Sangat berbeda dengan semua presiden sebelumnya.
IBARAT NAIK ANGKOT
Saya menilai, bahwa semasa proses sampai berakhir kampanye, adalah seluruh kosentrasi Joko Widodo terikat pada tujuan untuk menjadi orang nomor satu Indonesia. Fokus ini menutup rencana apa yang harus ia lakukan sebagai seorang presiden kelak, baik kepada rakyat maupun kepada partai; dan ketika ia terpilih, makaproses selanjutnya adalah kenyataan seperti apa yang terlihat sekarang ini.
Dalam apapun hasil pergolakan hubungan Presiden Joko Widodo dan PDIP selama menjalankan negara enam bulan awal ini, namun apa yang ia lakukan adalah jauh dari harapan umum. Dan buktinya tampak jelas bahwa ia tidak mampu mempertahankan tingkat nilai kekuatan fundamental ekonomi Indonesia, yaitu mempertahankan US$ pada 12.000 IDR; padahal harapan demi harapan dulu ia biasa menguatkan IDR ke 10.000 point.

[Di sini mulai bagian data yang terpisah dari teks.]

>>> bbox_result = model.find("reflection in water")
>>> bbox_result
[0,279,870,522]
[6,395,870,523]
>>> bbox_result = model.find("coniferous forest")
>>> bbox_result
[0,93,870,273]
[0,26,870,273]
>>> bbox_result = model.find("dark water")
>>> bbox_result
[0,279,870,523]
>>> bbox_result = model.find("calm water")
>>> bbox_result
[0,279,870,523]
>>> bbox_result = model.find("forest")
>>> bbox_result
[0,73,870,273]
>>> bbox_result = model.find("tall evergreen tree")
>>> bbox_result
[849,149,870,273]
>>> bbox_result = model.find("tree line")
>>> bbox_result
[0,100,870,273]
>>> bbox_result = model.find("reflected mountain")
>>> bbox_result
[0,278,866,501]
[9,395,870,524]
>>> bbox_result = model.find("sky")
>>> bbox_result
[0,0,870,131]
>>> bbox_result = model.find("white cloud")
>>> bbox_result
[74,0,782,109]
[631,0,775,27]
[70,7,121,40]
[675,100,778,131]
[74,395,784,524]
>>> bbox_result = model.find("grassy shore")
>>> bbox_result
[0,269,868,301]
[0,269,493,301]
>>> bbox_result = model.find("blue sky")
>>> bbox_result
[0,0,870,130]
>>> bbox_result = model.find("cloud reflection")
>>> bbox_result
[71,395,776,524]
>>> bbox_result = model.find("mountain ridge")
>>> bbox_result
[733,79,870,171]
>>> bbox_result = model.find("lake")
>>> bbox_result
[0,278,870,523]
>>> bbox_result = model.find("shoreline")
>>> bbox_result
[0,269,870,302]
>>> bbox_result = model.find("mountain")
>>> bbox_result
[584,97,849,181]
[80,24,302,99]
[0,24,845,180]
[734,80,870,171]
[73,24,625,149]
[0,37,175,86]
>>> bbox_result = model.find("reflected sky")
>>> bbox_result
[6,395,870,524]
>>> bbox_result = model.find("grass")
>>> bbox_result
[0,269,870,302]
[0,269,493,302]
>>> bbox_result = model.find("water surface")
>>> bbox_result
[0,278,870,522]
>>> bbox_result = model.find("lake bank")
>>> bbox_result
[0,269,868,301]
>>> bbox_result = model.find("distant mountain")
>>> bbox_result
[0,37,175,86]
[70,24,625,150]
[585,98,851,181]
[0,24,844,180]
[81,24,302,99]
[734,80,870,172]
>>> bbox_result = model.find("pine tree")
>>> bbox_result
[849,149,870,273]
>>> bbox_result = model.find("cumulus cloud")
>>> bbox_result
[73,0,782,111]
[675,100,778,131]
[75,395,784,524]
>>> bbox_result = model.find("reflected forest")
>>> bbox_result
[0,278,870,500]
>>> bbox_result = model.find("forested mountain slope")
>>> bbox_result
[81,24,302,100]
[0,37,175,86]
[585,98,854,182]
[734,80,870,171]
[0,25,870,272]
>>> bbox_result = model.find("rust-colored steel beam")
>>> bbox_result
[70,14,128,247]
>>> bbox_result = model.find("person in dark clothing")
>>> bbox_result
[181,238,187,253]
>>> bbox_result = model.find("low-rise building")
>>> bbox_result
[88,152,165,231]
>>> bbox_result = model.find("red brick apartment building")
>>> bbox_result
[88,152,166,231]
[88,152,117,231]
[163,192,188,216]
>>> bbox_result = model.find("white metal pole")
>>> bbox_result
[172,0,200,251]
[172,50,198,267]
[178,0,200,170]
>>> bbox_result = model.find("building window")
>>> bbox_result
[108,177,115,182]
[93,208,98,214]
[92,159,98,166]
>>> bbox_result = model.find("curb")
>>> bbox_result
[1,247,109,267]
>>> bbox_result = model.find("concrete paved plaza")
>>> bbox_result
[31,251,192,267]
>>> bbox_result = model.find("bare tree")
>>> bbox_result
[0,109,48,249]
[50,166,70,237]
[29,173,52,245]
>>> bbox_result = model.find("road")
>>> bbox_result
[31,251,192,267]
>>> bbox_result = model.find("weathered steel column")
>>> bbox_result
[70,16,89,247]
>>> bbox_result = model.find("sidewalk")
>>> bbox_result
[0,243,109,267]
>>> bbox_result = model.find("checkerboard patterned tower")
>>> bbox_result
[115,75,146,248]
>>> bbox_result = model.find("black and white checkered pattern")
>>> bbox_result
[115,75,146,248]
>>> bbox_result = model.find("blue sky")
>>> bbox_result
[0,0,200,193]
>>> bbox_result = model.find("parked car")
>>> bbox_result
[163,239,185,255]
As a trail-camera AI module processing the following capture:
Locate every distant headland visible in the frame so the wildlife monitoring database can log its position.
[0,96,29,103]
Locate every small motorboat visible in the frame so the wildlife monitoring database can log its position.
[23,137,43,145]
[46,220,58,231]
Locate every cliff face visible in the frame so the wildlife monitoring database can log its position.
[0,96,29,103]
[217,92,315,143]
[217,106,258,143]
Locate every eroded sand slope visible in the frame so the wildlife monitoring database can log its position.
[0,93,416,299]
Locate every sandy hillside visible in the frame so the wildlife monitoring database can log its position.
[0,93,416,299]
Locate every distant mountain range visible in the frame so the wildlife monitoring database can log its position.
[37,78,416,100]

Dalam berbagai hal melatarbelakangi yang tidak diumumkan, dampak semua keputusan Presiden Joko Widodo menambah susah rakyat bawah dalam keseharian hidup. Kebetulan karena rakyat bawah harus memusatkan usaha untuk mendapatkan makan di setiap hari, maka membuat kosentrasi rakyat memilih untuk pusing mengurus dapur katimbang pusing mengurus janji kampanye.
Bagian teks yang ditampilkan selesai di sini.